Улыбка мамы стала грустной, я могла сказать, что ее мысли обратились к волнению. И горю.

— Гвенни, милая, ты же знаешь, тебе нужно выговориться, ты не можешь держать это в себе. С похорон ты даже не плакала, — ее голос дрожал.

Она была права. Я не проронила ни слезинки с тех пор, как брата закопали в землю. Не говорила о нем ни слова, если была возможность этого избежать. Я не могла. Не могла открыть плотину, потому что иначе боялась, что никогда ее не заткну. Я не могла отпустить тщательно собранные кусочка души. Я бы разбилась вдребезги.

Я резко встала, отряхивая руки о свое и без того грязное платье.

— Мам, мне не нужно выговариваться, ладно? Просто оставь меня в покое. Пожалуйста, перестань давить на меня, когда мне нечего сказать.

Она тоже встала, ее глаза блестели.

— Гвен... — она выглядела так, словно собиралась надавить.

— Ладно, мои самые лучшие садовницы, пора идти, у меня бронь на троих. — Эми стояла на крыльце, туфли на каблуках не позволяли ей ступить на траву.

Я бы рассмеялась, если бы у меня была такая возможность. Моя лучшая подруга с Манхэттена, возможно, и привыкла к жизни в деревне, но ей еще предстояло принять резиновые сапоги, которые здесь были вторым «я».

— Чему ухмыляешься, Марта Стюарт? Я точно знаю, что ты отчаянно нуждаешься в маникюре, — бросила она мне.

Эми изо всех сил старалась скрывать свое горе. Но время от времени оно просачивалось наружу. Я видела, как ее лицо мрачнело, а в глазах появлялись слезы, когда что-то, что она говорила или делала, напоминало ей о... нем.

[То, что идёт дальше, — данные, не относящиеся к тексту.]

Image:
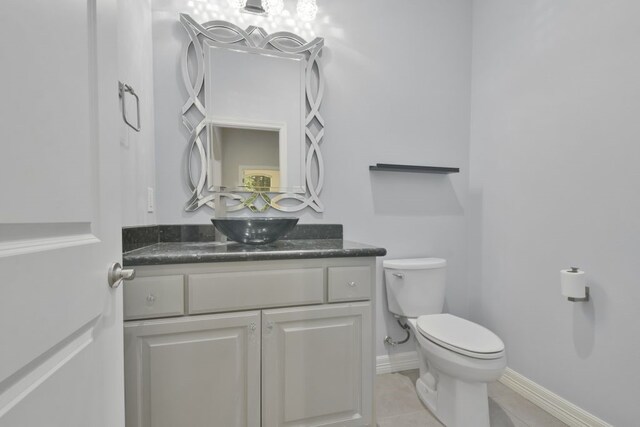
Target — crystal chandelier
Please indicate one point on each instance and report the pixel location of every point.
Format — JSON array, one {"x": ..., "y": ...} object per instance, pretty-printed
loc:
[{"x": 307, "y": 10}]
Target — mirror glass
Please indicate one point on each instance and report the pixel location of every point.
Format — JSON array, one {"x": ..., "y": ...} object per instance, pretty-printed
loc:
[{"x": 255, "y": 119}]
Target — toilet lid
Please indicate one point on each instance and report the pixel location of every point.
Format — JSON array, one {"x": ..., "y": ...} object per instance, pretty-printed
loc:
[{"x": 461, "y": 336}]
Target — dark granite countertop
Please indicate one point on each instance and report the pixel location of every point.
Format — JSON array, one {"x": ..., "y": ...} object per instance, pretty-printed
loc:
[{"x": 195, "y": 252}]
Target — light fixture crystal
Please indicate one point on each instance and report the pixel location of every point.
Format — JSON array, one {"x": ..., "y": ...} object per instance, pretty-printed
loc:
[
  {"x": 307, "y": 9},
  {"x": 273, "y": 7}
]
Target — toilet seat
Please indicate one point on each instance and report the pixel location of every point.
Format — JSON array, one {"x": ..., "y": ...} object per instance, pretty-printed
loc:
[{"x": 460, "y": 336}]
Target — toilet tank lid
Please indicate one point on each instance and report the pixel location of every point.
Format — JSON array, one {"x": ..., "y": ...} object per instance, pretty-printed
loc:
[{"x": 414, "y": 263}]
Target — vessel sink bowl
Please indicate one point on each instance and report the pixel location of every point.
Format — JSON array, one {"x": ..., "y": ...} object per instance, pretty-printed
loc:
[{"x": 254, "y": 230}]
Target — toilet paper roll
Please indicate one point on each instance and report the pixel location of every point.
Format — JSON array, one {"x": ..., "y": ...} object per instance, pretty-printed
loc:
[{"x": 573, "y": 283}]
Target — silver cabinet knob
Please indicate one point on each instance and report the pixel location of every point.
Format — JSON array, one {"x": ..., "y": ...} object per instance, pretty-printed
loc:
[{"x": 117, "y": 274}]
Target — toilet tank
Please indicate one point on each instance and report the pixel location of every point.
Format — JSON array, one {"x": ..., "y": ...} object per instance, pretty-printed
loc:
[{"x": 415, "y": 286}]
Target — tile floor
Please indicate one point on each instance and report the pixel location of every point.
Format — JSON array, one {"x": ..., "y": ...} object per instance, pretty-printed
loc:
[{"x": 399, "y": 406}]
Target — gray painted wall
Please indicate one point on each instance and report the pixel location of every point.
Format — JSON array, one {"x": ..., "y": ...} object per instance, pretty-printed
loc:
[
  {"x": 555, "y": 183},
  {"x": 137, "y": 149},
  {"x": 398, "y": 78}
]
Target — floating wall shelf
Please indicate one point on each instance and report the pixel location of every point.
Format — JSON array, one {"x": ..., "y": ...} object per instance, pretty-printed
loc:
[{"x": 412, "y": 168}]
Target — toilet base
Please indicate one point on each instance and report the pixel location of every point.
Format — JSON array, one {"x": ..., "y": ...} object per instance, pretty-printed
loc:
[{"x": 454, "y": 403}]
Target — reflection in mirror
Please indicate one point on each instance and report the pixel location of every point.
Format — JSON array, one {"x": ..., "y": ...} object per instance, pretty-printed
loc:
[
  {"x": 253, "y": 115},
  {"x": 261, "y": 91},
  {"x": 244, "y": 159}
]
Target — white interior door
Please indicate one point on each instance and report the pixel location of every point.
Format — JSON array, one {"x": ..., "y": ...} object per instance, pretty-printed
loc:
[{"x": 60, "y": 323}]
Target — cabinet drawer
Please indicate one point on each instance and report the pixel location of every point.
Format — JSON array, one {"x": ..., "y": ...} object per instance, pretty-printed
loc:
[
  {"x": 156, "y": 296},
  {"x": 349, "y": 283},
  {"x": 216, "y": 292}
]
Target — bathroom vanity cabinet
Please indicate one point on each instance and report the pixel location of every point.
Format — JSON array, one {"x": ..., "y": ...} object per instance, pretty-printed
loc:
[{"x": 255, "y": 343}]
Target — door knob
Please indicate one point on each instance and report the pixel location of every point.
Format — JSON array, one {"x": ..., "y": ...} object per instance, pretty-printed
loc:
[{"x": 117, "y": 274}]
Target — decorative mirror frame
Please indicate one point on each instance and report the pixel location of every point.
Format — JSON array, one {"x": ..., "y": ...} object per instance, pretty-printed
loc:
[{"x": 314, "y": 123}]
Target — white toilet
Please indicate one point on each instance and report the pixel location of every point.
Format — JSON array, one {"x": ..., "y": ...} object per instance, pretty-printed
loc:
[{"x": 457, "y": 357}]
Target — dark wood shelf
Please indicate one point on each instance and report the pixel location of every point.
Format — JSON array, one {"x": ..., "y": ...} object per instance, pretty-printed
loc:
[{"x": 412, "y": 168}]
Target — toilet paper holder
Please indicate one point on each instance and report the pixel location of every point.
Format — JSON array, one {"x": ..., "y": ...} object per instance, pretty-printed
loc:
[
  {"x": 586, "y": 296},
  {"x": 575, "y": 270}
]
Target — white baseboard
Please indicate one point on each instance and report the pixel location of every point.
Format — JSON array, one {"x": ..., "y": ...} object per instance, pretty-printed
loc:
[
  {"x": 397, "y": 362},
  {"x": 560, "y": 408}
]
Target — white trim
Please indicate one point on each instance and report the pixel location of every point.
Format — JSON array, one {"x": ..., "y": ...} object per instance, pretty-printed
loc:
[
  {"x": 560, "y": 408},
  {"x": 397, "y": 362}
]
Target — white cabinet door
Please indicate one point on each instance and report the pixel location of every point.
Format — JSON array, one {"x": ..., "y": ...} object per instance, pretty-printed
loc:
[
  {"x": 60, "y": 322},
  {"x": 317, "y": 367},
  {"x": 201, "y": 371}
]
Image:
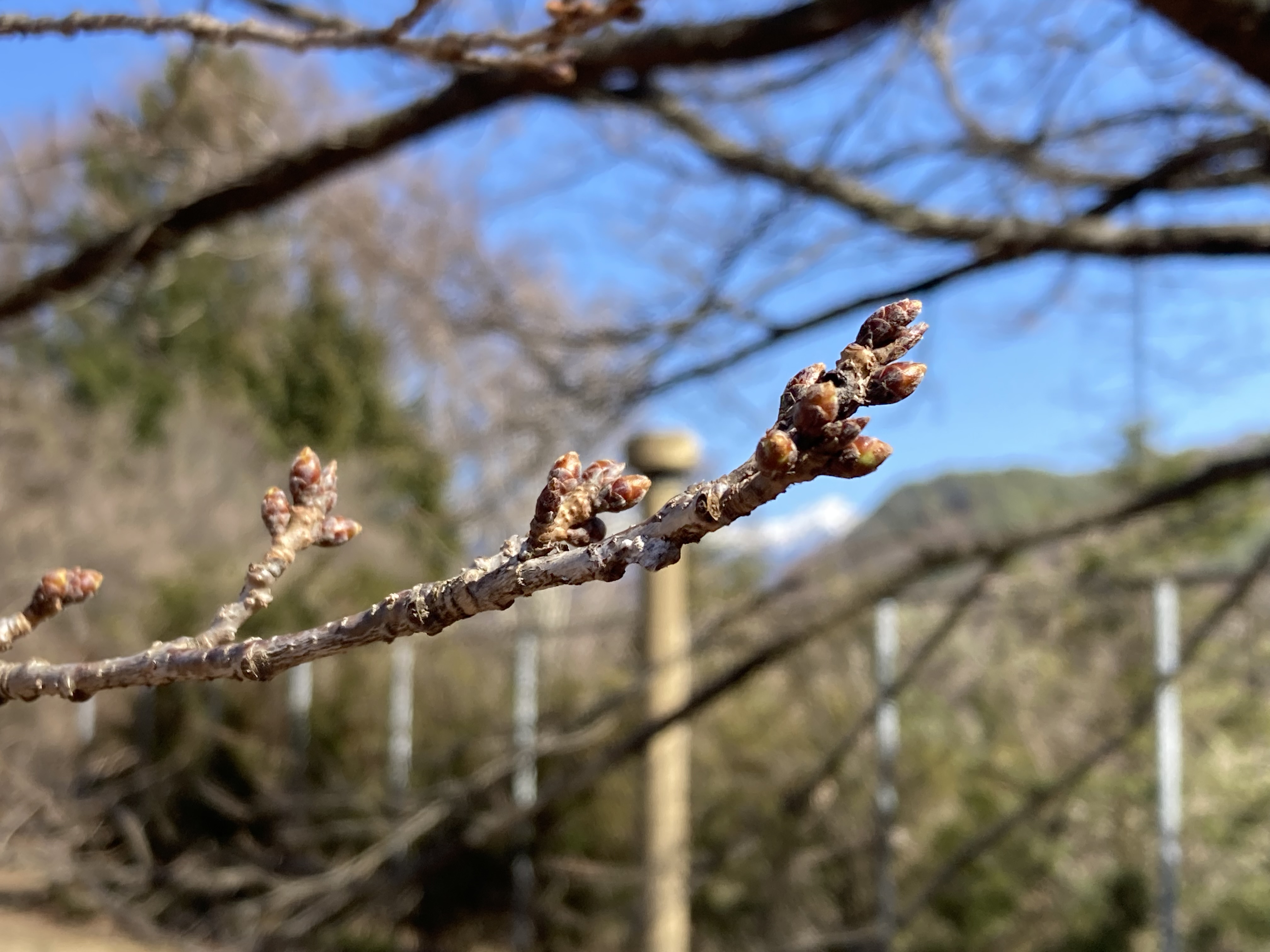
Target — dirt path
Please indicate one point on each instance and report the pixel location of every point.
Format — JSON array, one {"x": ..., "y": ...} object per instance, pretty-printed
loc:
[{"x": 33, "y": 932}]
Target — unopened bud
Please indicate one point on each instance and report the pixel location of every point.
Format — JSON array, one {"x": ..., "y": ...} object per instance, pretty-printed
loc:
[
  {"x": 895, "y": 382},
  {"x": 567, "y": 469},
  {"x": 275, "y": 512},
  {"x": 775, "y": 454},
  {"x": 603, "y": 473},
  {"x": 905, "y": 342},
  {"x": 591, "y": 531},
  {"x": 816, "y": 408},
  {"x": 305, "y": 478},
  {"x": 336, "y": 531},
  {"x": 625, "y": 492},
  {"x": 329, "y": 483},
  {"x": 63, "y": 587},
  {"x": 864, "y": 455},
  {"x": 633, "y": 13},
  {"x": 804, "y": 379},
  {"x": 840, "y": 433},
  {"x": 883, "y": 326}
]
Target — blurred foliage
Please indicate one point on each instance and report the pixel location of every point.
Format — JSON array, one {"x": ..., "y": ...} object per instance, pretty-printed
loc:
[{"x": 249, "y": 314}]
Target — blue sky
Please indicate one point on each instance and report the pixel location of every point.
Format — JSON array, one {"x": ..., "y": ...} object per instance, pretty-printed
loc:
[{"x": 1030, "y": 365}]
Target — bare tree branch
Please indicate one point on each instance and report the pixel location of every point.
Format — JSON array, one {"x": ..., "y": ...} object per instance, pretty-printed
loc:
[
  {"x": 1238, "y": 30},
  {"x": 990, "y": 234},
  {"x": 286, "y": 174},
  {"x": 815, "y": 434},
  {"x": 56, "y": 589},
  {"x": 1140, "y": 717},
  {"x": 536, "y": 49}
]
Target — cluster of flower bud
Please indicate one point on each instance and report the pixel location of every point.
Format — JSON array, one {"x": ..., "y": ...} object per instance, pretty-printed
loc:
[
  {"x": 59, "y": 588},
  {"x": 816, "y": 412},
  {"x": 312, "y": 488},
  {"x": 569, "y": 507}
]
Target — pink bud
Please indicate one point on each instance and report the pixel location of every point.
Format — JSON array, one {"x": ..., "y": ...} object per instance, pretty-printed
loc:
[
  {"x": 306, "y": 478},
  {"x": 864, "y": 455},
  {"x": 776, "y": 454},
  {"x": 895, "y": 382},
  {"x": 336, "y": 531},
  {"x": 275, "y": 512},
  {"x": 883, "y": 326},
  {"x": 816, "y": 408},
  {"x": 625, "y": 492}
]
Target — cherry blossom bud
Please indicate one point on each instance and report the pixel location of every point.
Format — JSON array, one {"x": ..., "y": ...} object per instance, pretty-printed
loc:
[
  {"x": 883, "y": 326},
  {"x": 625, "y": 492},
  {"x": 896, "y": 381},
  {"x": 843, "y": 432},
  {"x": 804, "y": 379},
  {"x": 816, "y": 408},
  {"x": 864, "y": 455},
  {"x": 567, "y": 470},
  {"x": 905, "y": 342},
  {"x": 336, "y": 531},
  {"x": 63, "y": 587},
  {"x": 275, "y": 512},
  {"x": 632, "y": 13},
  {"x": 329, "y": 483},
  {"x": 591, "y": 531},
  {"x": 306, "y": 478},
  {"x": 601, "y": 473},
  {"x": 776, "y": 454}
]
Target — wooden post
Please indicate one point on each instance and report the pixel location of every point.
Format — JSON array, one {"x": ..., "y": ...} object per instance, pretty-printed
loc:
[
  {"x": 887, "y": 733},
  {"x": 666, "y": 459},
  {"x": 401, "y": 715},
  {"x": 1169, "y": 761},
  {"x": 545, "y": 612}
]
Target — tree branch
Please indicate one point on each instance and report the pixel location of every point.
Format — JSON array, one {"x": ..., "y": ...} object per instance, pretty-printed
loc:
[
  {"x": 1013, "y": 236},
  {"x": 56, "y": 589},
  {"x": 815, "y": 434},
  {"x": 1140, "y": 717},
  {"x": 286, "y": 174}
]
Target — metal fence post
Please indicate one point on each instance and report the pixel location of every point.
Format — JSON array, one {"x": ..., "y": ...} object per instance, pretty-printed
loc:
[
  {"x": 1169, "y": 760},
  {"x": 887, "y": 733},
  {"x": 300, "y": 699},
  {"x": 401, "y": 715}
]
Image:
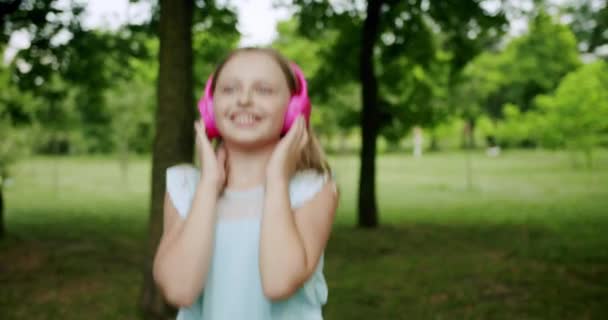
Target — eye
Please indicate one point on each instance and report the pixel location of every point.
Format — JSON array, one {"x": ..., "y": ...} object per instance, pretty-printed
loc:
[
  {"x": 227, "y": 89},
  {"x": 264, "y": 89}
]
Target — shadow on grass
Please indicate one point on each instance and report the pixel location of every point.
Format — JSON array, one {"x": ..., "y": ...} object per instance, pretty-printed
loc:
[{"x": 89, "y": 268}]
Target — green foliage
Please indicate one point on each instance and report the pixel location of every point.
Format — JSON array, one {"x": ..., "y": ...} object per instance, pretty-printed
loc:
[
  {"x": 578, "y": 110},
  {"x": 530, "y": 65},
  {"x": 423, "y": 44},
  {"x": 530, "y": 244}
]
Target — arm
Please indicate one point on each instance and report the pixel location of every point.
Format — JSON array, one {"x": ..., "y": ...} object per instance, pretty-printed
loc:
[
  {"x": 291, "y": 243},
  {"x": 182, "y": 260}
]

Я изо всех сил старалась не обращать внимания на собственные страдания, поэтому сосредоточилась на ее. Она тоже потеряла его. Мужчину, которого любила. Мы обе были одинаково сломлены, пытались скрыть наши раны, как только могли. Ветерок взметнул ткань моего платья, и мысли устремились к круглой выпуклости живота.

— Иду, только дай беременной женщине немного передохнуть, я скоро буду ходить вразвалку. — Я направилась через сад, мама следовала за мной.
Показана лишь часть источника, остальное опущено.